Yesterday was "Black Monday" for Ford's American workforce, up to 30,000 of whom face losing their jobs with the closure of 14 factories between now and 2012.

The drastic scale of the long awaited plan drawn up by Ford in an attempt to staunch the massive losses from its US carmaking operations was finally revealed yesterday.

The world's third largest automotive manufacturer behind General Motors and Toyota said it would "align capacity with expected demand" by cutting production at its North American plants by 1.2 million vehicles, or 26 per cent, by 2008.

* Tell us your view on this story. Get in touch by email, messageboard or by sending a web letter to the editor *

Between 25,000-30,000 manufacturing jobs will axed along with unspecified numbers of salaried staff and executives. The 14 factories to be "idled" will close by 2012 and include seven vehicle assembly plants.

Yesterday's annoucement, which coincided with publication of Ford's 2005 financial results, follows what one automotive industry analyst called "the most serious crisis at Ford in modern times".

Despite showing a headline profit for the past three years, Ford, like its Detroit rival GM, has been hit by soaring healthcare and pension costs while seeing Far Eastern rivals such as Toyota take a heavy toll on its home market sales.

To add to its woes, Americans are turning their backs on their once beloved gasguzzling trucks and SUVs as pump prices rocket, and its corporate bonds have been cut to junk bond status by the debt-rating agencies.

Ford has the plant capacity to build 4.5 million vehicles a year in North America but last year produced just 3.3 million - a shortfall of 27 per cent.

Blue collar workers were using the phrase "Black Monday" even before yesterday's announcement.

Ford chairman and chief executive Bill Ford said "painful sacrifices" were needed to secure the group's future.

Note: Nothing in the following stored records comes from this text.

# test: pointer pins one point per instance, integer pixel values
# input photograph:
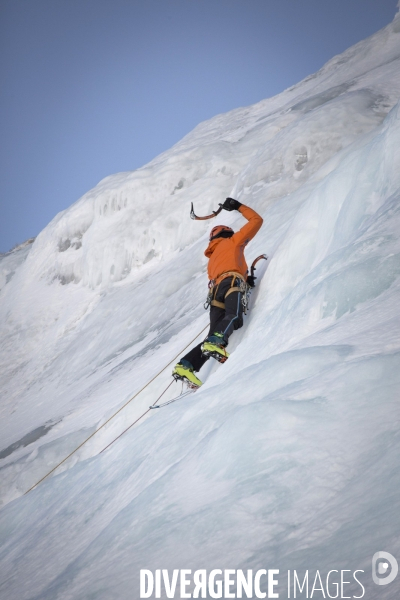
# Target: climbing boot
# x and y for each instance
(215, 346)
(186, 374)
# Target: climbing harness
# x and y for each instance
(243, 288)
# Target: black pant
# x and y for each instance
(223, 321)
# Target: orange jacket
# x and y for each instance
(227, 254)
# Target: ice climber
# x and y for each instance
(228, 275)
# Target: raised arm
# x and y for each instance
(248, 231)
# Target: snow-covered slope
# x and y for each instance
(288, 455)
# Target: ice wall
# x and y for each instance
(288, 455)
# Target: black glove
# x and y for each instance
(231, 204)
(251, 281)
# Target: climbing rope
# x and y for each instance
(118, 411)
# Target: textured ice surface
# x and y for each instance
(288, 455)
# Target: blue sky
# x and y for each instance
(93, 87)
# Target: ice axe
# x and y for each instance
(196, 218)
(255, 261)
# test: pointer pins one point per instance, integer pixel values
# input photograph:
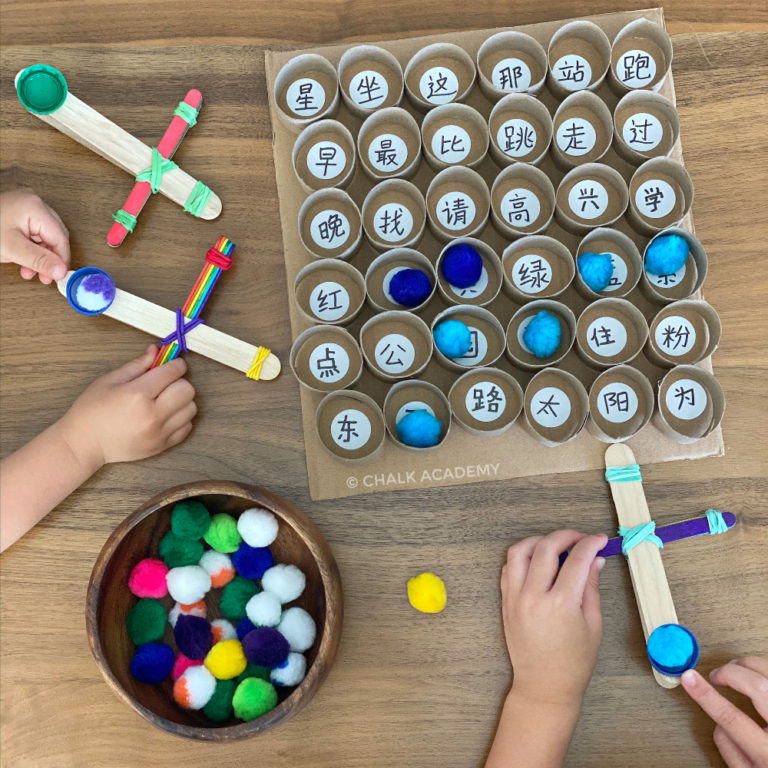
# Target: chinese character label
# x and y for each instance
(329, 301)
(329, 363)
(485, 401)
(686, 399)
(550, 407)
(350, 429)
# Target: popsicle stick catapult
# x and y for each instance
(44, 92)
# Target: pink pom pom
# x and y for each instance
(148, 578)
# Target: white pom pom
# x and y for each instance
(188, 583)
(286, 581)
(264, 609)
(291, 671)
(298, 628)
(258, 527)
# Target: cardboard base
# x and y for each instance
(464, 457)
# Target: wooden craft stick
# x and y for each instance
(649, 579)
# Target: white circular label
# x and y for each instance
(350, 429)
(329, 301)
(455, 211)
(675, 335)
(576, 136)
(394, 353)
(606, 336)
(636, 68)
(326, 160)
(655, 198)
(329, 229)
(550, 407)
(686, 399)
(387, 153)
(516, 137)
(305, 97)
(329, 362)
(485, 401)
(642, 132)
(368, 89)
(439, 85)
(511, 74)
(572, 71)
(393, 222)
(520, 207)
(617, 402)
(531, 273)
(451, 143)
(588, 199)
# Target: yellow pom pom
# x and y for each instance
(226, 660)
(426, 593)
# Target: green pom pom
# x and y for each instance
(253, 698)
(219, 706)
(222, 533)
(190, 519)
(176, 551)
(145, 622)
(235, 595)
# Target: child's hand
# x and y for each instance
(131, 413)
(33, 236)
(741, 741)
(552, 621)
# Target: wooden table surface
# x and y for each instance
(407, 689)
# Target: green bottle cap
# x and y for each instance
(41, 89)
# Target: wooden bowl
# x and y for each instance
(108, 601)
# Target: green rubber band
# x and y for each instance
(198, 199)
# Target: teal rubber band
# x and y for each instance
(626, 474)
(198, 199)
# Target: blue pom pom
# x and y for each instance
(420, 429)
(252, 562)
(666, 254)
(542, 334)
(452, 338)
(596, 270)
(461, 265)
(410, 287)
(152, 662)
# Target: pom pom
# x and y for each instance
(264, 609)
(219, 567)
(291, 671)
(146, 621)
(222, 533)
(419, 429)
(542, 334)
(226, 659)
(251, 562)
(254, 698)
(194, 689)
(148, 578)
(298, 628)
(410, 287)
(666, 254)
(452, 338)
(285, 581)
(461, 265)
(193, 636)
(265, 647)
(176, 551)
(258, 527)
(234, 597)
(596, 270)
(188, 584)
(426, 593)
(152, 662)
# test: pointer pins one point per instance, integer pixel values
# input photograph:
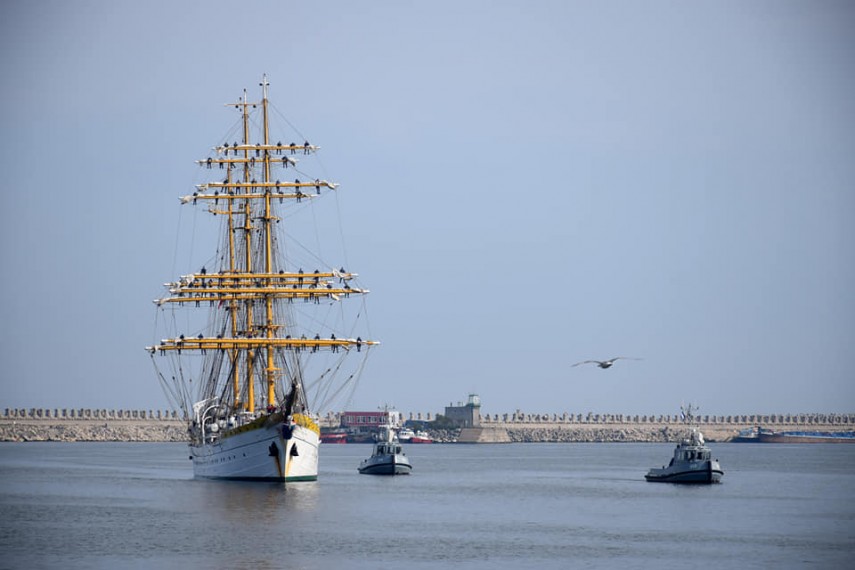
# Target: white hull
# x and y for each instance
(386, 465)
(261, 454)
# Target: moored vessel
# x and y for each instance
(244, 351)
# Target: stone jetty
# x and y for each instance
(91, 425)
(149, 426)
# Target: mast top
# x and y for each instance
(264, 85)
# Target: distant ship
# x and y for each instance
(407, 435)
(334, 436)
(763, 435)
(244, 372)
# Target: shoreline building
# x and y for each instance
(466, 415)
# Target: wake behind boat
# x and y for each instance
(692, 461)
(243, 373)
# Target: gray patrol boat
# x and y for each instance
(692, 461)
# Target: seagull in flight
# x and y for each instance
(606, 363)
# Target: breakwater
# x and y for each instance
(37, 424)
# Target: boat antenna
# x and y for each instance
(264, 85)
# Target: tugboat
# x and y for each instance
(692, 461)
(388, 457)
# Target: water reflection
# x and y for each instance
(243, 502)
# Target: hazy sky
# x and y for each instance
(525, 185)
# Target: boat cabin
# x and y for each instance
(388, 448)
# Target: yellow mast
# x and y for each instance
(250, 355)
(268, 257)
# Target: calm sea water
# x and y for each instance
(120, 505)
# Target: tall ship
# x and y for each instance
(264, 334)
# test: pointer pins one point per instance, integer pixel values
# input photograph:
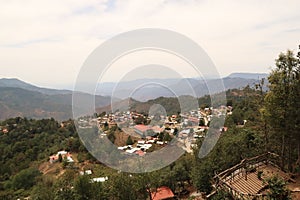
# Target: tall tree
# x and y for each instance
(282, 105)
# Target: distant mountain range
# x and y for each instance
(18, 98)
(146, 89)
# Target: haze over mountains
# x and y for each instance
(18, 98)
(147, 89)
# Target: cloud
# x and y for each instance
(42, 38)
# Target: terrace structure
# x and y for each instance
(245, 180)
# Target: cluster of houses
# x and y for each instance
(187, 127)
(142, 146)
(64, 154)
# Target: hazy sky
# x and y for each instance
(45, 42)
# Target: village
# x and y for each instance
(157, 129)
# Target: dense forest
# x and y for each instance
(272, 126)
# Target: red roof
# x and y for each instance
(162, 193)
(140, 153)
(142, 127)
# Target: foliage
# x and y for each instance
(277, 189)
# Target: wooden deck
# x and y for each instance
(242, 179)
(250, 184)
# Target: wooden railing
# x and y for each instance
(240, 170)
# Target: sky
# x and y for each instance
(46, 42)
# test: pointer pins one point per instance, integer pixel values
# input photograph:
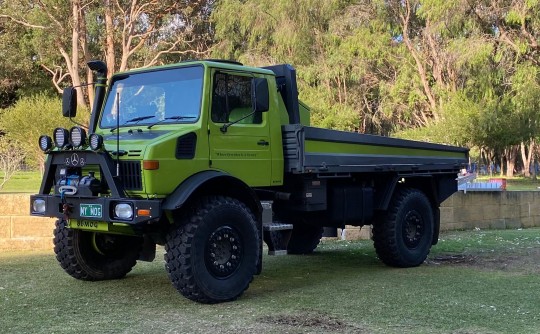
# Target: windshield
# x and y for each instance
(164, 96)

The team behind the restructuring plan was headed by Mark Fields, the former head of Ford Europe and the man who ended car production at Jaguar's historic Browns Lane site in Coventry and drew up the so-called road map to improve quality and productivity at Land Rover.

Both companies are part of Ford's loss-making Premier Automotive Group of prestige European brands which staged something of a turnaround in 2005, thanks mainly to some successful new Land Rover models.

The Land Rover affect meant PAG reported a fourth quarter profit of £26.1 million compared with a pretax loss of £145 million in the same period in 2004.

That helped reduce the group's full-year losses to £57 million from £420 million the previous year on sales marginally ahead at £4.5 billion. Ford Europe, including PAG, registered a full-year profit of £20.45 million compared with 2004's £356 million deficit.

Another bad year for Ford's American operations resulted in its worldwide automotive sector reporting an overall pretax loss of £56 million compared with a profit of £483 million last time.

At the headline level, the Blue Oval company ended in the black for the third year running in 2005 thanks to a £2.5 billion contribution from its financial services sector.

Group pretax profit came in at £1.136 billion versus £1.999 billion the year before on revenues marginally up at £101 billion. The earnings included a £739 million charge for a write-down of Jaguar and Land Rover fixed assets.